Damit ist es vorbei.
Der Angriff der USA auf Venezuela und die Gefangennahme von Nicolás Maduro sind kein „politisch komplexer Vorgang“, kein „schwieriger Fall“, kein diplomatisches Schachspiel. Es ist ein brutaler, eiskalter Akt der Macht – und eine glasklare Verletzung des internationalen Völkerrechts.
Punkt.
Ganz zufällig besitzt Venezuela die größten Erdölreserven der Welt. Ganz zufällig erklären US-Präsident und Ölkonzerne unmittelbar nach dem Angriff, man müsse nun Milliarden investieren, um die „schwer beschädigte“ Infrastruktur wieder aufzubauen.
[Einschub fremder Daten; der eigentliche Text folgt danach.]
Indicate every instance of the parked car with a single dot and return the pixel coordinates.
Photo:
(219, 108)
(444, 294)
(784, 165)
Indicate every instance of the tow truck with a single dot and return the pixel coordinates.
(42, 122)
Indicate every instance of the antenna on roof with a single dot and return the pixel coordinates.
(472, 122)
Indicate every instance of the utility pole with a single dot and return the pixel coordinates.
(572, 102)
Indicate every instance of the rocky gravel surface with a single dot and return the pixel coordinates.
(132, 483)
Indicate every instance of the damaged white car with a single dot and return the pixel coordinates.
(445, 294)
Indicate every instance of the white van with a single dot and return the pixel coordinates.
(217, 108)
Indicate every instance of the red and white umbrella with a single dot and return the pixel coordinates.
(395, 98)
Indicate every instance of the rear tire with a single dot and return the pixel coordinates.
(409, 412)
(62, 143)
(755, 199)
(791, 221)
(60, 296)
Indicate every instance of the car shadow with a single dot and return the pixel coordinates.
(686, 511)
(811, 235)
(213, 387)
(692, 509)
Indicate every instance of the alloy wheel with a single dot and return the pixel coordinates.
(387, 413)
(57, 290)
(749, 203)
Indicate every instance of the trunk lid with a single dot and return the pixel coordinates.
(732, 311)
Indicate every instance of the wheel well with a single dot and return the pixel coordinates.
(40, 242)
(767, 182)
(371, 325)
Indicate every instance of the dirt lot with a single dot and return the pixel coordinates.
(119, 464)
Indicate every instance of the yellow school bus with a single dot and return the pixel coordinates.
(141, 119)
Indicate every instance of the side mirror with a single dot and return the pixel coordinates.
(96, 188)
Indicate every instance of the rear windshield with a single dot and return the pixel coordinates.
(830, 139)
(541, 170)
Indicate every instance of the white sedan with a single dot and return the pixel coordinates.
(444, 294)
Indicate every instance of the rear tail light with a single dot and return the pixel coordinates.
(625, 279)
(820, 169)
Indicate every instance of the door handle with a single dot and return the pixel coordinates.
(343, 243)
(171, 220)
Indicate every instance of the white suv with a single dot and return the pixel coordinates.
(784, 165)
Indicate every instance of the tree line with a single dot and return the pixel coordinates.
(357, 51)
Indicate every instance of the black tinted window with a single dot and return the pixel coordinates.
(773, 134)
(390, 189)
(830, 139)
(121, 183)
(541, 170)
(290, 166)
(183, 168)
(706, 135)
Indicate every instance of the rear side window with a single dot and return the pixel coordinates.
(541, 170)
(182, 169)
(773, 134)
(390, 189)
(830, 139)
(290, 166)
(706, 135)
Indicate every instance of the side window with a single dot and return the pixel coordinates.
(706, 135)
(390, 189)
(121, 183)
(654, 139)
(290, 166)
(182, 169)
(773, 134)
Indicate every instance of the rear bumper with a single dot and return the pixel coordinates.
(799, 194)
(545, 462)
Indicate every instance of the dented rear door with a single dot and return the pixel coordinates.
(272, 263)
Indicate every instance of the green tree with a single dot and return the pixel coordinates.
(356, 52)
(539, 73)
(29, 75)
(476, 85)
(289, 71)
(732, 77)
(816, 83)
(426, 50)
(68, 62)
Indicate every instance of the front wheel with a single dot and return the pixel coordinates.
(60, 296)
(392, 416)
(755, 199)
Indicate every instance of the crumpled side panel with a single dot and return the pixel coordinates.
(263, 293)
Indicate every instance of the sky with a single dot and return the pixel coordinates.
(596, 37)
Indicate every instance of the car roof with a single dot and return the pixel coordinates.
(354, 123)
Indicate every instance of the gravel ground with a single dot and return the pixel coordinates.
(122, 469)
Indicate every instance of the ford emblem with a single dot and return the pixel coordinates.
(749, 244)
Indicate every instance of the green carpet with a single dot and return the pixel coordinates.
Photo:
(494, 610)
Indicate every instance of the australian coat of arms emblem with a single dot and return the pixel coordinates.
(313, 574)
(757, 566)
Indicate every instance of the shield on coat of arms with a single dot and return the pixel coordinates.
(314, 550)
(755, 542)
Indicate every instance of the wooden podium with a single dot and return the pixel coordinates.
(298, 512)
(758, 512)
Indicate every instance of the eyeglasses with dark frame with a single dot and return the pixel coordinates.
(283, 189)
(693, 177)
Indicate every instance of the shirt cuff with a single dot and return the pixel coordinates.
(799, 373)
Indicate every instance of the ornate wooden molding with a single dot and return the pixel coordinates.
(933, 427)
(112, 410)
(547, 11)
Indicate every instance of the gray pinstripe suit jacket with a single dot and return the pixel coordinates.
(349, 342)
Wie dumm hält man den Rest der Welt eigentlich? Für komplett verblödet? Für politisch sedierte Konsumenten von Pressemitteilungen?
Das ist kein Wiederaufbau. Das ist Raub mit Ansage. Bombardieren, destabilisieren, kassieren. Ein Geschäftsmodell, das älter ist als jede moralische Rechtfertigung – und genauso verrottet.
Und was macht unser Kanzler?
Er „braucht Zeit“. Die rechtliche Einordnung sei „komplex“.
Nein, ist sie nicht. Sie ist nur unbequem.
Während Bomben fallen, Menschen sterben und Staaten überfallen werden, versteckt man sich hinter Worthülsen, juristischen Nebelkerzen und politischer Feigheit. Das ist kein Abwägen, das ist Wegducken.
Mir macht das Angst. Große Angst.
Die USA, Russland und Israel bombardieren, wann immer es ihren Interessen dient. Völkerrecht gilt offenbar nur noch für die Schwachen. Und der Rest der Welt schaut zu, nickt betreten – oder schweigt.
Ich will dieses Schweigen nicht mehr mittragen.
Nicht aus Naivität.
Sondern aus Verachtung für eine Weltordnung, die Moral predigt und Macht exekutiert.